The longish essay titled “The Return of the Great Game”, describes how Afghanistan has remained a thorny issue for about two centuries and how despite the world undergoing vast changes, it returns and occupies the centre place in the architecture of war and peace  of the world. And he does it through a number of anecdotes and stories of Sherlock Holmes and Dr. Watson that have a reference to Afghan war and in which Dr. Watson had been wounded. This  essay is remarkable, both for its contents and its style.

 This volume has other essays on emerging fundamentalism, media populism, on war and on our dreams.  They are written with great style and poise and they sparkle with wit and humour. They present to us a gleam of the changing world and try to give meaning to the events that are unfolding around us. And I think that all intelligent and thinking people should read them.

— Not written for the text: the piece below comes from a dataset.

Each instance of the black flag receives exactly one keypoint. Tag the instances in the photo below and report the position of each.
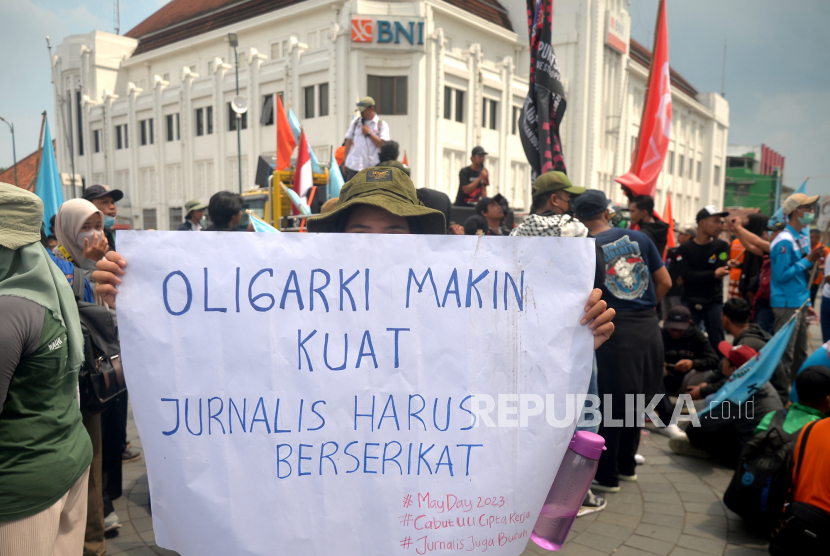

 As to Eco’s fear, whether history will move backwards we cannot say anything.   However, the concerns he underlines are important and statesmen and decision makers should stop for a moment to ponder over them.  Every generation and its thinkers feel that they are living in unique times and amid great and mind blowing events that are set to bring great change. History does sometimes come back and sometimes plays out remaining parts; and, therefore, there is a need to learn lessons from history and gain some insights. Eco’s fear may be genuine but then history is perhaps the most wily and elusive discipline and proves mankind wrong every time something is predicted.  At least I do not think that history is going back or we should be pessimistic about our future unless we ourselves will that way, lose hope hand over  ourselves to the dark and retrograde  powers that wait for an opportunity.

 In the aftermath of the Berlin wall being pulled down Francis Fukuyama wrote  his celebrated piece “The End of the History…..” and majestically declared that  directional history has come to an end. Nobody, not even Fukuyama, really believed that   history has thus ceased to flow in   Hegelian or a Marxist sense. In the meanwhile   capitalism has undergone substantial changes and finds itself in a crisis; but the world has not ceased reading and studying Marx and Hegel. Eric Hobsbawm informs us that in   Marx’s birth centenary year, he was retained by a large American Airlines to write an article on “The Communist Manifesto” in the airline’s on-flight magazine. If  capitalism has gone that far, surely we  shouldn’t be afraid of history coming back and playing out remaining parts!

Although, therefore, Eco’s essays are very good I find his fears somewhat  unfounded!





2 comments:

Dinesh said...

Very True & Interesting + Alarming thoughts @ Science & Technology !!

Virat said...

I too believe that gandhi was totally true about science and technology taking over human relationship.